As the Brazilians push ahead with their conquest of the Amazon rain forests, towns, which not so long ago were becoming faded relics of Portuguese colonial days, are again booming.
As the Brazilians push ahead with their conquest of the Amazon rain forests, towns, which not so long ago were becoming faded relics of Portuguese colonial days, are again booming. Ports such as Manaus, 900 miles (1448 kilometres) inland, are at the centre of new and impressive development. A vast network of roads is pushing into the jungle ... a network cut so clear reports say it can be seen from the moon.
SYNOPSIS: Manaus, is in the heart of Amazon rain forest near the junction of the Amazon and Negro rivers. It has a population of 350,000, and the people thrive on the river trade. At the turn of the century rubber made millions of dollars for some of its inhabitants, and once again business is booming. Old river boats and even ocean going ships navigate the river all the way up to Iquitos in Peru, and fish, fruit and vegetables are unloaded on docks that will rise or fall 12 metres on the massive tides.
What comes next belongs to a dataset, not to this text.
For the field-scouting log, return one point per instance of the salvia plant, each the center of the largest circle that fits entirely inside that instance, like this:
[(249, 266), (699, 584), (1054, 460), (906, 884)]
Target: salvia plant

The Amazon people are from many ethnic groups, though mainly of Portuguese descent, and from Africans taken as slaves. Some of the fair haired women, scattered among the darker faces, are the great grandchildren of German pioneers. Today, nearly everyone speaks Portuguese.
According to the last census, Brazil has 16 million homes, and less than half have any plumbing or water supply. Everything is wet, and the dark wooden shacks will eventually crumble away.
The river regulates life along its banks. It takes people, where they want to go, provides food and carries away their rubbish. The Amazon has 10,000 tributaries, and perhaps more yet to be discovered.
The Amazon also imposes hardships. Human existence has always been a hard, grinding struggle. The pattern has long been primitive, and although the area has tremendous natural wealth, science seems to belong to another age.
Women and children have been promised a better deal in the country's future, but many don't understand. To them the main fight is against the Amazon.
There are believed to be no more than 180,000 Amazon Indians scattered along the entire length of the river. The people, some, who live on government reservations, live simply with no reading, writing or television sets.
Poor diet is another problem, and life expectancy has actually decreased, but rubber gives the Indians something to trade with.
The poorer people keep struggling to have large families, but two out of 10 babies die from avoidable disease such as measles and tetanus.
The Transamazonica highway now spans Brazil from East to West. It links the Atlantic coast and the frontier 3,000 kilometres away. This is Brazil's way of conquering the Amazon rain forest.